Pregnancy is not the most appropriate time to travel to areas where there is a high risk of contracting an infectious disease. If the pregnant woman cannot postpone the trip, she must take certain precautions.
For example, influenza, mumps, rubella, measles and chickenpox vaccines are made with live or attenuated germs and, although there is no evidence that they pose a serious risk to the development of the future baby, as a preventive measure they should not be given during pregnancy.
In contrast, cholera, diphtheria, tetanus and typhoid vaccines contain killed microorganisms, are toxoids or are genetically engineered. These do not affect the fetus and could be used during gestation. But sometimes they can cause a reaction in the mother that could harm the proper development of the embryo or fetus.
Therefore, except for the tetanus vaccine, which is sometimes indicated, the rest should only be administered when there is a clear possibility of infection that justifies the risk of maternal reaction.
Zika cases worldwide
Learn about the vaccines required for travel to African countries. We inform you about the vaccinations required by each African country to protect against Yellow Fever, Malaria and other diseases.
Vaccinations for travel to African countries are usually the polio vaccine, yellow fever, tetanus, hepatitis A, typhoid fever, cholera or meningococcal meningitis, but it is not necessary to get all of them. It depends on the destination, as for example there is a special type of vaccine for traveling to Kenya, as there are also vaccines to go to South Africa different from the other regions.

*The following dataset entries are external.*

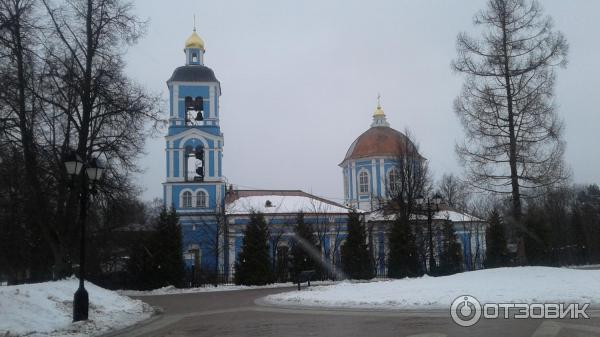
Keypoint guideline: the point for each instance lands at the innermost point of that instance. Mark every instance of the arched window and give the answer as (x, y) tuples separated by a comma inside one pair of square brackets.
[(201, 199), (363, 182), (394, 181), (346, 189), (186, 199)]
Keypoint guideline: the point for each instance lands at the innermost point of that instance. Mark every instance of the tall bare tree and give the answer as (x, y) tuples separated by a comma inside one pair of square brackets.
[(513, 139), (62, 69), (454, 191)]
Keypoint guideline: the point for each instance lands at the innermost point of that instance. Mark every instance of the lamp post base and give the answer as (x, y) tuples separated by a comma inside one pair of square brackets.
[(81, 303)]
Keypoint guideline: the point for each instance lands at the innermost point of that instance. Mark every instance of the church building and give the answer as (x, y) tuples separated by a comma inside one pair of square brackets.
[(213, 214)]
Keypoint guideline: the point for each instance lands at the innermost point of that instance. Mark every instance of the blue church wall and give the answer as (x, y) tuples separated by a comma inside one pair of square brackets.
[(200, 237), (211, 168), (212, 129), (170, 101), (192, 142), (220, 173), (377, 178), (210, 189), (167, 162)]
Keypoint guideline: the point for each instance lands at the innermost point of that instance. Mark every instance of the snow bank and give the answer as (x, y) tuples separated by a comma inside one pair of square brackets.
[(46, 309), (512, 285), (171, 290)]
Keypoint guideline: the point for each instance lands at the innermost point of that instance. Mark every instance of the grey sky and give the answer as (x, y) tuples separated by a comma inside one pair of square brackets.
[(300, 81)]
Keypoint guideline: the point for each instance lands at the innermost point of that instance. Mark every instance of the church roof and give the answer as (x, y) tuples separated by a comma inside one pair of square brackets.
[(381, 141), (193, 73), (194, 41), (280, 202)]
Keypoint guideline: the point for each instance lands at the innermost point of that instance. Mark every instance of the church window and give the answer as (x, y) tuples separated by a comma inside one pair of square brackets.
[(394, 181), (201, 199), (346, 185), (363, 182), (186, 199), (194, 163)]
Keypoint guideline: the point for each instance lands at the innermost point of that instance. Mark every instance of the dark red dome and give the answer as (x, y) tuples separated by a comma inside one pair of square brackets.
[(381, 141)]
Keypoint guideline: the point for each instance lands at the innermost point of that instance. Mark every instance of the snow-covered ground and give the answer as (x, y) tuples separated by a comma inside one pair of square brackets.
[(171, 290), (501, 285), (46, 309)]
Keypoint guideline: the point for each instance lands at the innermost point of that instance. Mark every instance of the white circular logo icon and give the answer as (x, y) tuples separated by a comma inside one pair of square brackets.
[(465, 310)]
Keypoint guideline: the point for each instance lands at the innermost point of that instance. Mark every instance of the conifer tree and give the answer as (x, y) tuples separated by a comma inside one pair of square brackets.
[(356, 257), (157, 261), (496, 254), (301, 259), (253, 266), (451, 255), (403, 260)]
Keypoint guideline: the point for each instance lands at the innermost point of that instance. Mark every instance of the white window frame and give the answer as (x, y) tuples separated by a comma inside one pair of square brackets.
[(201, 194), (389, 180), (183, 203), (361, 183)]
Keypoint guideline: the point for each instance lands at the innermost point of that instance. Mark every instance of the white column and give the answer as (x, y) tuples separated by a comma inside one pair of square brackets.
[(212, 110), (182, 173), (176, 100), (383, 177)]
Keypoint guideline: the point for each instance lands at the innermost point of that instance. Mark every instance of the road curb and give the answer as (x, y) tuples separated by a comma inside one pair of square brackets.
[(593, 311), (264, 302)]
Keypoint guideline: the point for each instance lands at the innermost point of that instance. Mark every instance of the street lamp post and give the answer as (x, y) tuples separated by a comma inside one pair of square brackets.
[(93, 171), (429, 206)]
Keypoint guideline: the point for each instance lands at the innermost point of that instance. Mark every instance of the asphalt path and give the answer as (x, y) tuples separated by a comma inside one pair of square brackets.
[(242, 313)]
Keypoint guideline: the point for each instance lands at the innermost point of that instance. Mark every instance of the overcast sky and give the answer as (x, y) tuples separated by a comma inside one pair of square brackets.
[(300, 80)]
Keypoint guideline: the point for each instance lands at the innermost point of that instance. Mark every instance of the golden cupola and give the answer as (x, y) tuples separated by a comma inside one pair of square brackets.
[(194, 41)]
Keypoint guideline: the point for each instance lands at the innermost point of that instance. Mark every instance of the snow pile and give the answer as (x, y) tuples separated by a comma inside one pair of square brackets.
[(46, 309), (501, 285), (171, 290)]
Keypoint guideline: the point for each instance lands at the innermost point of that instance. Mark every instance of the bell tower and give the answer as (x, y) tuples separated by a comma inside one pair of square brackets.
[(194, 183)]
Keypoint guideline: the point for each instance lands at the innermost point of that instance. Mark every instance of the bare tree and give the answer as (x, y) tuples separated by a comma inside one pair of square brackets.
[(408, 179), (66, 88), (513, 139), (454, 191)]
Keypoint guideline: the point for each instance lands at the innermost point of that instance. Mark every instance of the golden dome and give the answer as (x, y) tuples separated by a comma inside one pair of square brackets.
[(194, 41), (378, 111)]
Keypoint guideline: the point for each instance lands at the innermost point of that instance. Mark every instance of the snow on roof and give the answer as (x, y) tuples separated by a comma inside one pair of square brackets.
[(446, 214), (283, 204)]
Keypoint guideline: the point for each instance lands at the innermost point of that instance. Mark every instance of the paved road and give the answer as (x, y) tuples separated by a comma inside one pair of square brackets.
[(236, 314)]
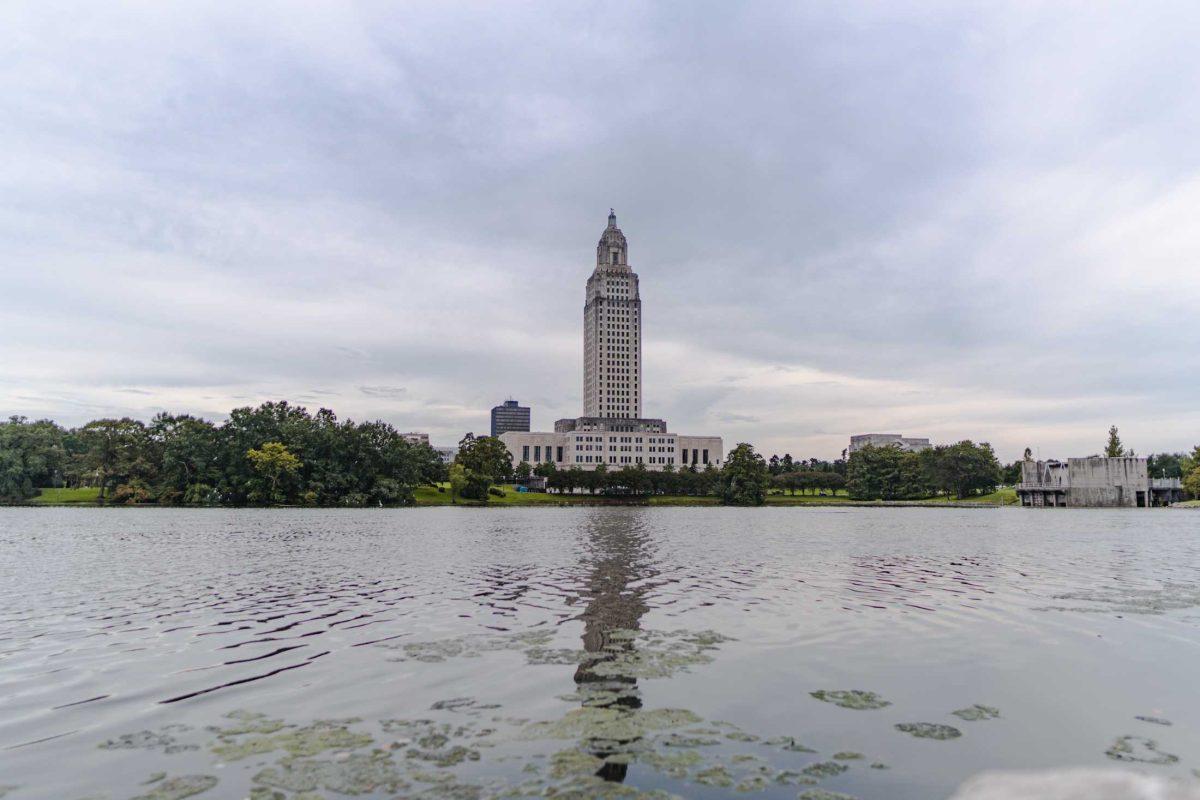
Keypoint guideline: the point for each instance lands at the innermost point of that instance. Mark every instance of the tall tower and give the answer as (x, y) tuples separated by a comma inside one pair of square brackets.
[(612, 332)]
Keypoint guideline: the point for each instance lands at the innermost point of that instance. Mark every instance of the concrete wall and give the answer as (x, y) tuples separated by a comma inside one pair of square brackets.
[(1108, 482), (861, 440)]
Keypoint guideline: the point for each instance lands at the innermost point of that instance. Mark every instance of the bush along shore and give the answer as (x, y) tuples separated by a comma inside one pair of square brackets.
[(282, 455)]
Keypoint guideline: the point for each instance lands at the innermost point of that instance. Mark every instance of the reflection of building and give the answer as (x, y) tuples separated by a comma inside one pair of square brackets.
[(615, 594), (1095, 482), (612, 429), (888, 440), (509, 416)]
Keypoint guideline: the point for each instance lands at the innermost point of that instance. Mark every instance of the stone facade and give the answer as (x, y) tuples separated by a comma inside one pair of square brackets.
[(612, 332), (612, 429), (1095, 482), (887, 440)]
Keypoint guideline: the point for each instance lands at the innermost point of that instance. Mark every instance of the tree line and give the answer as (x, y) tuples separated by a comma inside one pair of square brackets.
[(279, 453), (959, 470), (270, 455)]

The first recommendation if you are about to travel to countries in Africa, Asia or South America is to go to the doctor. He/she will be the one who will be able to inform you accurately and clearly if you need to take any medication or get vaccinated before traveling to any of these destinations.
Vaccination against yellow fever is carried out for two different purposes: 1. To prevent the international spread of the disease by protecting countries from the risk of importation or spread of the yellow fever virus.
Chikungunya in pregnancy
It is also important to find out about the health coverage of the country of destination and our health insurance. It is also important to seek advice on what food to eat or what hygiene measures to take.
Africa is a continent with a wide diversity of fauna, landscapes, traditions and customs. The contrasts from rural areas to urban areas are remarkable, you can go from a place full of vegetation to large deserts. Special care should be taken with the origin of food and drink.
The recommended vaccinations are those that are recommended because of the probability of contracting the disease in the country of destination. Africa, with its diversity of countries, recommends vaccination against poliomyelitis, yellow fever (for those older than 9 months), tetanus-diphtheria, hepatitis A, typhoid fever, cholera or meningococcal meningitis (in some countries such as Libya).
The information provided by this medium can in no way replace a direct medical care service, nor should it be used for the purpose of making a diagnosis, or choosing a treatment in particular cases.